I looked up where Kudzu originated and learned from wikipedia that “Kudzu was intentionally introduced to North America by the Soil Erosion Service and Civilian Conservation Corp in 1876 for the purpose of controlling soil erosion in Pennsylvania.” By now, you’re thinking (if you’ve read this far), what’s the point—another tirade against invasive species. No, that’s not my point. My mind went an entirely different direction.

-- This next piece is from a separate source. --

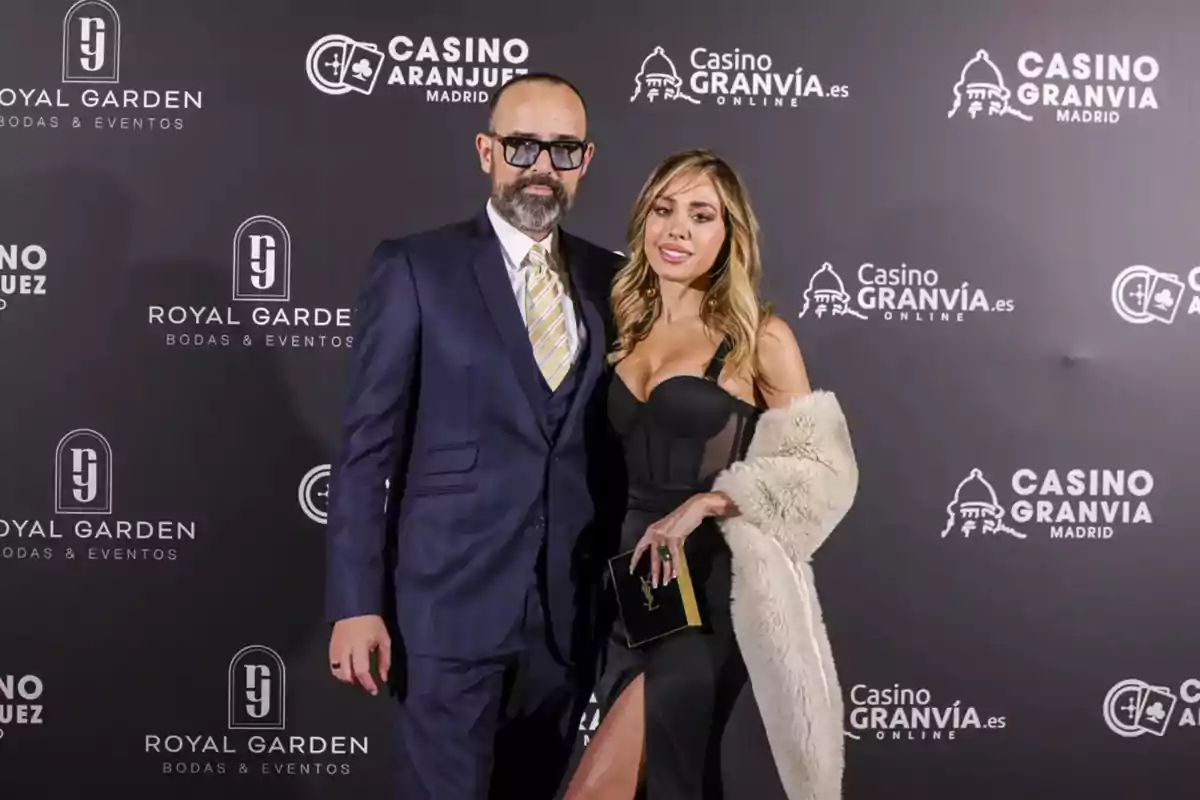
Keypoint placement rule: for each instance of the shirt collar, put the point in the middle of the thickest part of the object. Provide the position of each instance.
(516, 244)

Kudzu is like sin in our lives. That’s where my mind went. Some well-meaning person back in the late 1800s saw or heard about Kudzu and thought “what a great idea. Let’s bring it to the U.S. to help control erosion.” That person had absolutely no idea what he was starting. Something seems like a good idea at the time, but sin isn’t ever good, and left unchecked it takes over. When I’m sin-filled, I may still look like me, but the sin covers everything. It wraps me up. It covers me over. It begins to smother who I really am to the point where I’m not even visible any more. It’s just the shape of me. Sometimes, sin gets to the point where it kills or disfigures.
Fortunately if I let God be my Master Gardener, He knows how to eradicate sin without killing me in the process. When I cry out to Him and confess my sin, he eradicates it. He forgets it. It never existed in His mind. Even though I may carry scars and definitely have to deal with any consequences, I’m me again. Don’t we serve a wonderful God? I bet the fellow who introduced Kudzu wishes it were that easily eradicated.